To the extent that we consider personality to be a developmental process, Bronfenbrenner’s Bioecological Theory informs our current understanding of how personality develops in context. By his account, individual characteristics of the child and the context will inevitably affect the nature of their transaction, and therefore should be carefully considered in our designs. For example, child gender has occasionally been found to moderate the influence of effortful control on later parenting practices (Lifford, Harold, & Thapar, 2008).
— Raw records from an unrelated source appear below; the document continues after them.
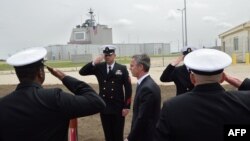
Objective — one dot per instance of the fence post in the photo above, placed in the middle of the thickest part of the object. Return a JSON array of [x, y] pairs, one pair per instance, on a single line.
[[234, 58], [247, 58]]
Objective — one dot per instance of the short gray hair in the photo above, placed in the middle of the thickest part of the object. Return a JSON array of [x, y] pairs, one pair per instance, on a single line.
[[142, 59]]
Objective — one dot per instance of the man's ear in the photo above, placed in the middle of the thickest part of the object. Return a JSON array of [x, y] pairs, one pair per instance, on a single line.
[[223, 77], [192, 78]]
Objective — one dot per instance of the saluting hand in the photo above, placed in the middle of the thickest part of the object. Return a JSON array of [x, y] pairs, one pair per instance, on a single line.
[[57, 73], [125, 112], [98, 59]]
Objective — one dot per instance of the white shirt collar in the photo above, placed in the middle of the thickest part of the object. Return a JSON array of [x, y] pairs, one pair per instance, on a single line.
[[112, 65], [142, 78]]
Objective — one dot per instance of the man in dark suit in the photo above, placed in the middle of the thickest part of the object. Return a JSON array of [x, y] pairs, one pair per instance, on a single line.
[[33, 113], [147, 102], [179, 74], [208, 111], [113, 78]]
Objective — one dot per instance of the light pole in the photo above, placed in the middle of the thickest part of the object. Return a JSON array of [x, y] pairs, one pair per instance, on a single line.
[[185, 8], [182, 28]]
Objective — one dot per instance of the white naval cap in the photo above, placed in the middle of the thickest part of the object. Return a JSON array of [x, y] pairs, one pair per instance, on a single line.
[[207, 61], [108, 49], [187, 49], [27, 57]]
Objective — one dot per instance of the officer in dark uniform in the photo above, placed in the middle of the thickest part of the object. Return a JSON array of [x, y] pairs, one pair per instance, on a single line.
[[113, 79], [241, 85], [208, 111], [33, 113], [178, 74]]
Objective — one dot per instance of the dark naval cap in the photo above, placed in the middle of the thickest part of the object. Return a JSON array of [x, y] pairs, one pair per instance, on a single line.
[[187, 49], [207, 61], [108, 49], [28, 58]]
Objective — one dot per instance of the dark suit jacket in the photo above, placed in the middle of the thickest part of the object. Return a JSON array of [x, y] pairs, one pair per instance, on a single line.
[[180, 76], [200, 115], [245, 85], [32, 113], [146, 111], [111, 87]]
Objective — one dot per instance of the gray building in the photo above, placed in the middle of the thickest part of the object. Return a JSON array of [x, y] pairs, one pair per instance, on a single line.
[[237, 41]]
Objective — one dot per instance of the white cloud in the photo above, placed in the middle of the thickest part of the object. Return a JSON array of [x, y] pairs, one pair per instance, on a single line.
[[198, 5], [123, 22], [147, 8], [210, 19]]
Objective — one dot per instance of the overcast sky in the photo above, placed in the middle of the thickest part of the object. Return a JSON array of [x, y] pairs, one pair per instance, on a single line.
[[30, 23]]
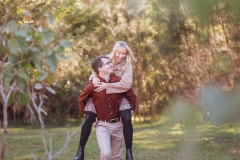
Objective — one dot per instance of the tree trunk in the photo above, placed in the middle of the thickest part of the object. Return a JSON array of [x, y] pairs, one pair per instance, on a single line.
[[5, 126]]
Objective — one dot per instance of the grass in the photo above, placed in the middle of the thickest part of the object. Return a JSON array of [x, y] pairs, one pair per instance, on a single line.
[[152, 141]]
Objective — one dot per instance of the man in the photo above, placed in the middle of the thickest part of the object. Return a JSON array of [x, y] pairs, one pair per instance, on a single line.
[[109, 129]]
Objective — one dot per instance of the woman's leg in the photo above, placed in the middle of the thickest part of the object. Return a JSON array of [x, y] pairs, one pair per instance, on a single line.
[[127, 131], [85, 132], [87, 127], [127, 127]]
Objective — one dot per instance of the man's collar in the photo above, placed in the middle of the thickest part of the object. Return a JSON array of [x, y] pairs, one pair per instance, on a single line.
[[101, 79]]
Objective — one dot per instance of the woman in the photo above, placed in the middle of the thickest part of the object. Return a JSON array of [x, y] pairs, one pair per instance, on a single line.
[[121, 57]]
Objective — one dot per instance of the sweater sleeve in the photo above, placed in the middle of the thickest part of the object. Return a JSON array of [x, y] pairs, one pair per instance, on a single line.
[[123, 85], [85, 95], [94, 74], [132, 98]]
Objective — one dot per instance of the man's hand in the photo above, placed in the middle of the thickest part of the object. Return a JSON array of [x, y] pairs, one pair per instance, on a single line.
[[100, 87], [95, 123], [96, 81]]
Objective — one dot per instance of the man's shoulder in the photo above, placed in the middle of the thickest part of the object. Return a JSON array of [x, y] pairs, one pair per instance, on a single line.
[[115, 78], [90, 86]]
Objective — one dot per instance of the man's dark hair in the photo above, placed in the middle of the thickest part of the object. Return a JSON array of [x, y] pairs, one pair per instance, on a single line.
[[97, 63]]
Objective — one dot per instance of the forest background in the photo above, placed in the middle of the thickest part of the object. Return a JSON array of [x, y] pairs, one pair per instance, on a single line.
[[181, 46]]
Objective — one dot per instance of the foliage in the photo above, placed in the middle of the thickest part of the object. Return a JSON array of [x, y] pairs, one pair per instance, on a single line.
[[151, 141], [179, 46]]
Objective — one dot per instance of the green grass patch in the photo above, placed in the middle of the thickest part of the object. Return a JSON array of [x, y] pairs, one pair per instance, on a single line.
[[152, 141]]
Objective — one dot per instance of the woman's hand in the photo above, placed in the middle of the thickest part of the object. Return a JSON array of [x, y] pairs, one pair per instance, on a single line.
[[100, 87], [96, 81]]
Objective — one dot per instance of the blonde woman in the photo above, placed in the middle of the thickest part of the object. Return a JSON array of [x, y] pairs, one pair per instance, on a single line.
[[121, 58]]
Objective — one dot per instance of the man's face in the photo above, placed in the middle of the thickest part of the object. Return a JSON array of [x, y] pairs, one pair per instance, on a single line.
[[107, 66]]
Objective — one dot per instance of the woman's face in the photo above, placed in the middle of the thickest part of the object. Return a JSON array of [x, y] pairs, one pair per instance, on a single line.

This moderation calls for a comprehensive, holistic account of the child in our designs and measurement models, rather than including isolated individual characteristics that may only represent one portion of the child’s experienced “truth”. Similarly, caregiver role, parent psychopathology, education level, and household size are all characteristics of the parenting context that could influence “proximal processes” or parent-child transactions, and thus should be reflected in our studies. In conclusion, when examining personality development, transactions between child and parent over time are crucial, and these complex, dynamic relations can only inform the trajectory to adult personality when multiple individual characteristics of both entities (i.e., organism and context) are carefully considered.